Some teachers may be lucky to have an administrator who will invest time to create a supportive culture for all; however for those who are not as fortunate, I encourage you to take advantage of any occasion that allows you to make connections with other teachers in and out of campus.

If you are a new teacher and your school, district or union organizes an event for you, make time to go. It may seem like another thing on your already filled plate, but there are benefits to these events. As a new teacher being surrounded by others who recognize and empathize what you are going through can be the greatest gift that one can receive in the beginning of their teaching career.

Additionally, seek out professional development sessions that interest you. Meeting and collaborating with other teachers is a great way to exchange ideas and share similar experiences. Being around other educators who are open to new ideas and are excited to grow as a professional can be very inspirational.

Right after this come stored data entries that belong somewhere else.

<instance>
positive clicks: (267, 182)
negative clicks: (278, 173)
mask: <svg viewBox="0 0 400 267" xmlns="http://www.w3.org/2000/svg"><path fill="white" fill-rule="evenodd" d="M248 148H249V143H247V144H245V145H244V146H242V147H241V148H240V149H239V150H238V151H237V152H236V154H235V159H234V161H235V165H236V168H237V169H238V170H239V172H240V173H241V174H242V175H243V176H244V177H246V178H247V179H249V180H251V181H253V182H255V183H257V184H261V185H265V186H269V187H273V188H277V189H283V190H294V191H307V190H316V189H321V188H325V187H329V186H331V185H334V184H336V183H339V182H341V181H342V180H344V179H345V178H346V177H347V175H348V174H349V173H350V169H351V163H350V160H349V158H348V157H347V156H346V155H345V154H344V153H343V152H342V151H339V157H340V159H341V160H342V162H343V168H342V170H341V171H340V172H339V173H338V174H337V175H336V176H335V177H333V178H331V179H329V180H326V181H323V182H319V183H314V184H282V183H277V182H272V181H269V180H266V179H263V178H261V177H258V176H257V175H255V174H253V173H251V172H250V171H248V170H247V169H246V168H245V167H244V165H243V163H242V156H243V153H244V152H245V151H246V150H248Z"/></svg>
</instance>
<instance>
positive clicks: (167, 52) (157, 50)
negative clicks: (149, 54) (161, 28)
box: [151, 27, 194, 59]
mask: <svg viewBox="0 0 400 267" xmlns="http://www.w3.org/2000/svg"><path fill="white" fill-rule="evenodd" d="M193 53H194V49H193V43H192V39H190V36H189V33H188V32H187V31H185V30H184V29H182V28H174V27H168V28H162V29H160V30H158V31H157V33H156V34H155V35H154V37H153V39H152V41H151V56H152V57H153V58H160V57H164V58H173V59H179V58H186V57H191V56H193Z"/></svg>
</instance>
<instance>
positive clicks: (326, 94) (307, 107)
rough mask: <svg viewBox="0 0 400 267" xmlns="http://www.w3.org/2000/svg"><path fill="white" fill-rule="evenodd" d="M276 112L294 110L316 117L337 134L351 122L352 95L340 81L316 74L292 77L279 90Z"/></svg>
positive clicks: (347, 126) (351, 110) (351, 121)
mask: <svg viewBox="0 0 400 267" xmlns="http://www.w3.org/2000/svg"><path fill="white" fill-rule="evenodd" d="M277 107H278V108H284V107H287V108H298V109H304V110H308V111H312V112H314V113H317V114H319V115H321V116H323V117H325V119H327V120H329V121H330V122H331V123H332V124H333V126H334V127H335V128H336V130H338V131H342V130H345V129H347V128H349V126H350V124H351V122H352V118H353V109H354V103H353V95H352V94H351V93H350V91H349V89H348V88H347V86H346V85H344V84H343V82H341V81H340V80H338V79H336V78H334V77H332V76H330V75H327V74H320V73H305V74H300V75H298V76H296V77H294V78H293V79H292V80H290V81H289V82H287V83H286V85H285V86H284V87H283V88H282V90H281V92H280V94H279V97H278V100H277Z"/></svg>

Lastly, don’t allow time and distance to be your biggest obstacle in making these connections and building relationships with other teachers. Utilize social media like Twitter and Facebook as your professional medium to exchange ideas and be inspired by others. Seek out professional development that can be done virtually. It is just as effective as face to face meetings. As teachers, we teach in isolation, but in this age of technology, isolation is now a choice.

Our goal as educators is to improve student success, no matter what it takes. Success doesn’t just mean grades or graduation rates, but creating a network of teachers that know how to care for our students. But it is important to know that in order to build successful students, we need to build effective teachers. Strengthening teacher-to-teacher relationships should be a part of that foundation. Making connections is fundamental. Engaging in professional dialogues and working collaboratively on meaningful projects will bring greater value to our work. Build teacher-to- teacher relationships to improve student success, no matter what it takes. It will make a difference, just like it did it with our student.

Lorna Baniaga-Lee is National Board Certified and has been an English teacher for the last 20 years at James Campbell High School in Ewa Beach, Hawaii. In addition to being a classroom teacher, she leads the school’s Induction and Mentoring program to support beginning teachers and provides professional development courses to help build teacher leaders. She is also a 2016 Hope Street Group Fellow.